Energy costs, input prices and inflation

The big story of late 2021 has been rising inflation, falling real wages and prospects of a cost-of-living crisis for 2022. But in truth, this is a story that has been building for some time. Business surveys by organisations including the BCC, CBI, FSB and Make UK have been consistent throughout 2021 in reporting rising input costs as a major concern. It can be no great surprise, therefore, that these costs have now fed through into the prices paid by consumers as evidenced by the highest level of CPI (at 5.4% in December 2021) since the early 1990s and the time of the First Gulf War. What we have in common with that period is a pronounced energy price spike that is expected to see CPI inflation exceed 6% by around Easter 2022.
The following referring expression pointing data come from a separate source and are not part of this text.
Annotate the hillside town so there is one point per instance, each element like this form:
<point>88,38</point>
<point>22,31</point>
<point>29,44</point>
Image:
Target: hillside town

By historic standards, these levels of inflation are not extreme. CPI inflation reached 20% in the early 1980s and a peak of some 27% in 1975. Average earnings were rising at the end of 2021 (4.2% was reported by ONS for the period to November), but not enough to allow wages to keep pace with inflation. What makes this decline in real wages such a concern now is that:

(1) it comes after an unprecedented decade of stagnant real wage growth in the UK. Indeed, this is the third time over the last decade when real wages have fallen.

(2) It comes after the economic privations of a pandemic which we know has already disproportionately borne on those with the least.

The Joseph Rowntree Foundation reports (January 2022) bleak prospects for poverty levels in general but particularly for the many families in receipt of benefits and or those in low paid or precarious work.


This blog is written by Will Rossiter, Associate Professor of Regional Policy & Development, Nottingham Trent University.

Disclaimer: 
The views expressed in this analysis post are those of the authors and not necessarily those of City-REDI / WMREDI or the University of Birmingham.